A.) Performance on transfer learning task by source of training data for each machine learning model. B.) Random forest variable importance scores by training data. C.) Logistic Regression variable coefficients by training data. D.) Support Vector Machine variable coefficients by training data.
We also sought to determine the extent to which the classifiers were using similar predictive features. We evaluated the random forest feature importance scores (Fig. 4E) as well as the logistic regression and support vector machine feature coefficients (Fig. 4G, 4F). All showed similar trends of useful features between real and generated data, and a spearman correlation test was performed between the importance scores (random forest) and coefficients (SVM and logistic regression) of the models trained on real data and each synthetic set revealed significant associations in all cases (Table 1). Though all three classification methods achieved similar accuracy, the random forest classifier found the medication features to be important while these features had near zero coefficients in the SVM and logistic regression classifiers.
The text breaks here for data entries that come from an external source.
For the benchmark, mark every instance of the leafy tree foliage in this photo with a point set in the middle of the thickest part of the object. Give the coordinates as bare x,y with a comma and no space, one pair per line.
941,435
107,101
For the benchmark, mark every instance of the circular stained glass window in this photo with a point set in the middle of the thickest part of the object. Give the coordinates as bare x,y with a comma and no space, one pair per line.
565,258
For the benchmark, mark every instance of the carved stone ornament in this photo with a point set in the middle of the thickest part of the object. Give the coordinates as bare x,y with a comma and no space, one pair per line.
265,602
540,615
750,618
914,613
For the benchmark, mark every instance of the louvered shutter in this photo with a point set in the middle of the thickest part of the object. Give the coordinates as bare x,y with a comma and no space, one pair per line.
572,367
Spearman Correlation between variable importance scores (Random Forests) and model coefficients (Support Vector Machine and Logistic Regression).
Privacy Analysis
The formal definition of differential privacy has two parameters. The key parameter ε measures the “privacy loss” incurred by the computation. The second parameter δ bounds the probability that the privacy loss exceeds ε. The values of (ε, δ) accumulate as the algorithm repeatedly accesses the private data. In our experiment, our private AC-GAN algorithm is able to generate useful synthetic data with ε = 2 and δ < 10^{-5} (Fig.5). The upper bound of the epoch selection task, (see Materials Methods) used (0.05, 0) per each model included for a total of (0.5, 0) differential privacy. This established a modest, single digit epsilon privacy budget of (2.5, 10–5).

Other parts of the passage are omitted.